Thursday, January 20, 2011

Headless Horsemen

In The Right Stuff Tom Wolfe portrayed the US wanting to probe space with men, not monkeys. Congress put the technocrats in control, but assigned them test pilots: for the technocrats to use not as test pilots, courageous adventurers, discoverers, but as lab animals. The astronauts saw that, resented it, resisted it. So the technocrats gave them little tasks to do, so they'd look less like chimps.

There in a nutshell is the history of human theology. We suspect, without the capacity to know for sure, that we're on a space ship hurtling toward destruction (debited resources) with no pilot steering. So we invent a pilot: God. Then we punish those who complain that they can't see this invisible cowboy.

Kings were visible cowboys. But kings raced through the resources even faster than the headless herds of humans had been racing.

Then the US invented the marvelous fiction that the resource-wasters could be controlled by an intelligently self-interested electorate. But then every detail of the mechanism is sham: media, not truth, sets the stage. People see where their bread is buttered – by Big Brother – and behave with the same courage and independence shown by the medieval peasants:

who tolerated any travesty
rather than admit how they'd been deceived.


Oh, people will turn on the deceivers: when it's way too little, way too late.


Note: Above I referred to "God" as an "invisible cowboy." You can't understand this pk point properly without already understanding a different, core, pk point: whether or not we see an entity, or believe in an entity, has little to do with whether or not the entity "exists." The Church and Universities' disbelief in Galileo's telescope did not control whether or not Jupiter had moons.

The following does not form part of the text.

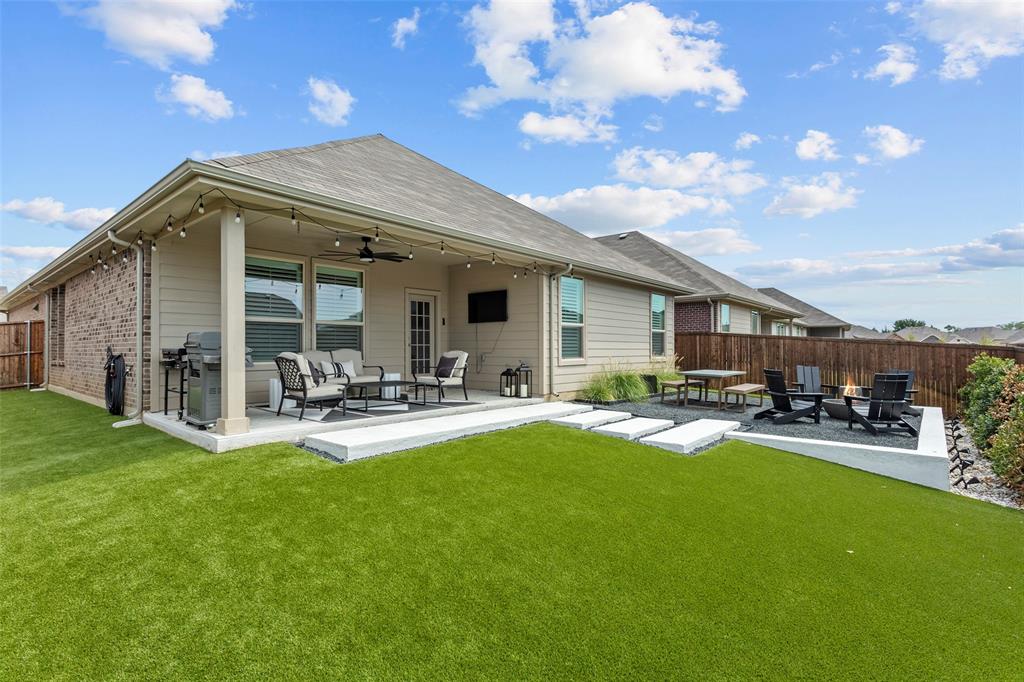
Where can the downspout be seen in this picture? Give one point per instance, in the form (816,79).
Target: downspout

The moons were there whether or not we saw them. The moons had been there.

Human maps of the universe must not be palmed as the universe.

But Korzybskian semantics cannot be understood by humans. pk is only sometimes, only partly, an exception. And most people can never be an exception on this point, no matter what you spend to "teach" them.

Our epitaph could read, as Nigel Calder joked, "They talked a lot." It could also read, "They thought they were smart."